I understand your situation. Teaching adjunct while nursing my DS I resorted to a bathroom stall and a battery operated pump several times during each 4 hour class. Thank goodness for the battery operated pump, I would have had to resort to building a tent in the classroom and hunkering under it!

Posted by: MC Milker on September 3, 2007 01:40 PM


Been there, myself. Though I had an office with a door, still had to put a handwritten sign up saying, "DO NOT ENTER" in order to prevent someone from barging right on in. It still happened once.

I also once had to (no, make that twice, on two different trips) FedEx my milk. And yes, I told the person behind the counter what it was: "There can be NO delays with this liquid gold."

I have pumped in a public bathroom and also while driving.

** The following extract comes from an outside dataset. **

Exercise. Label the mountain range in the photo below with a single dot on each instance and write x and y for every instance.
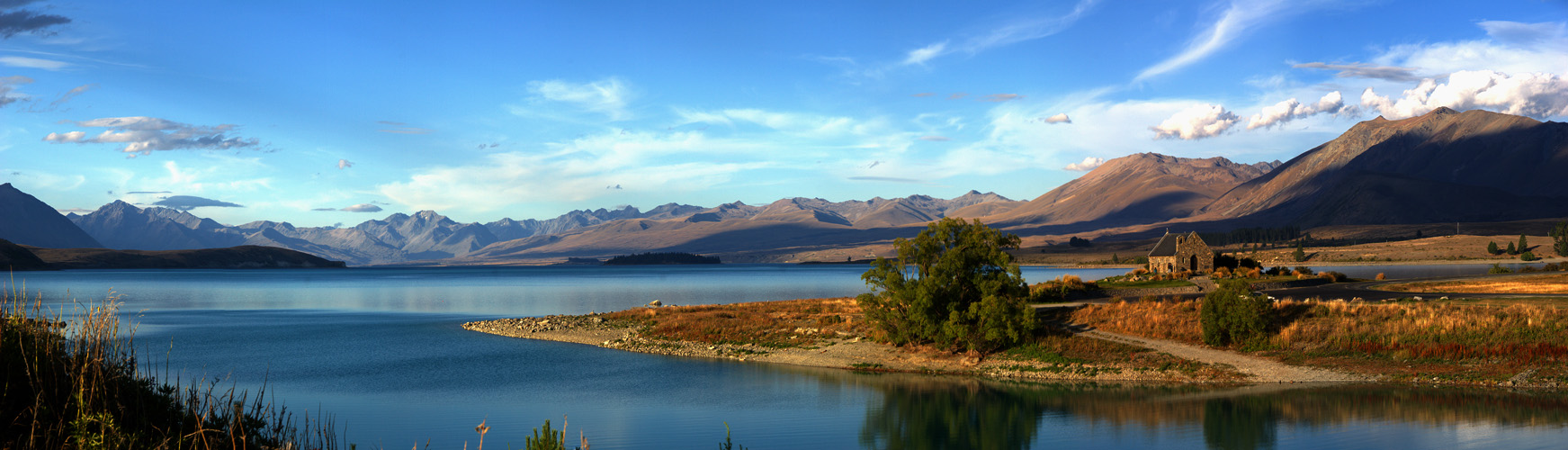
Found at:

Two big old babies, 22 months apart, plumped up by mama's milk. That's what I call bringing home the bacon AND frying it up in a pan! :)

Posted by: Monica C. on August 31, 2007 01:53 PM


We met at the last night of blogger--I with the red shoes you with the pink hair.

I really love this post. It gets me so fired up. You shouldn't have to make a choice about your child's well-being based on a job. UGH!!!!

Posted by: mammaloves on August 31, 2007 01:36 PM


Thanks for this post, appreciate the company in the cow herd--the pump sucked in many ways, haha. Been there, done that, and relate only too well.

Posted by: joan on August 23, 2007 01:03 PM


Of all the blogs I've read over the past years, and there have been many that I stopped reading and I'm probably down to about 5-6, yours feels alive and real and smart. I can't imagine why you're not getting many more comments than you are ... fantastic.

Posted by: Liz on August 23, 2007 04:15 AM


You've touched on a subject that rarely gets out in the world... in the corporate world, that is. Good for you.